The application consists of an HTTP web service implementing the APIs and web site, and a streaming data pipeline.

Web Service

The web service uses the Python Pyramid web framework.

The web service serves several content views (home page, downloads page, maps page, and so on), serves the locate and submit API endpoints, and serves several monitoring endpoints.

The web service uses MySQL, but should function and respond to requests even if MySQL is down or unavailable.

Redis is used to track API key usage and unique IP addresses making service requests.

All API endpoints require a valid API key to use. The web service caches keys to reduce MySQL lookups.

Requests to locate API endpoints that only contain an IP address are fulfilled just by looking at the Maxmind GeoIP database without any MySQL lookups.

Requests to locate API endpoints that contain additional network information are fulfilled by using location providers. These are responsible for matching the data against the MySQL tables and generate possible result values and corresponding data quality/trustworthiness scores.

Some API keys allow falling back to an external web service if the best internal result does not match the expected accuracy/precision of the incoming query. In those cases an additional HTTPS request is made to an external service and that result is considered as a possible result in addition to the internal ones.

The system only deals with probabilities, fuzzy matches, and has to consider multiple plausible results for each incoming query. The data in the database will always represent a view of the world which is outdated, compared to the changes in the real world.

Should the service be able to generate a good enough answer, this is sent back as a response. The incoming query and this answer are also added to a queue, to be picked up by the data pipeline later. This query based data is used to validate and invalidate the database contents and estimate the position of previously unknown networks as to be near the already known networks.

Data pipeline

The data pipeline uses the Python Celery framework, its Celery scheduler and custom logic based on Redis.

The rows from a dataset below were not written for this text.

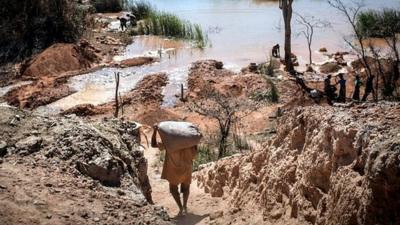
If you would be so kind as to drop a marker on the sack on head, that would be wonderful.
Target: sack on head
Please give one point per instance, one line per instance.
(179, 135)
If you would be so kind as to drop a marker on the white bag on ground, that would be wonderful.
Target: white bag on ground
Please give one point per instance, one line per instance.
(179, 135)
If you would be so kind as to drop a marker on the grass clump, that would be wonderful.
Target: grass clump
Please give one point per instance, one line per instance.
(166, 24)
(271, 95)
(108, 5)
(378, 24)
(141, 9)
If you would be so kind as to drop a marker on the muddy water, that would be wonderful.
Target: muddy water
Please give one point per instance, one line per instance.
(240, 32)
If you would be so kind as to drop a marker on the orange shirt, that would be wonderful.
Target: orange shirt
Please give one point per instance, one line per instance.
(178, 165)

The Celery scheduler schedules recurring tasks that transform and move data through the pipeline. These tasks process data in batches stored in custom Redis Queues implemented as Redis lists. Celery tasks themselves don’t contain any data payload, but instead act as triggers to process the seperate queues.

Things to note:

  1. The pipeline makes no at-most or at-least once delivery guaruantees, but is based on a best-effort approach.
  2. Most of the data is being sent to the service repeatedly and missing some small percentage of overall data doesn’t negatively impact the data quality.
  3. A small amount of duplicate data is processed which won’t negatively impact the data qualtiy.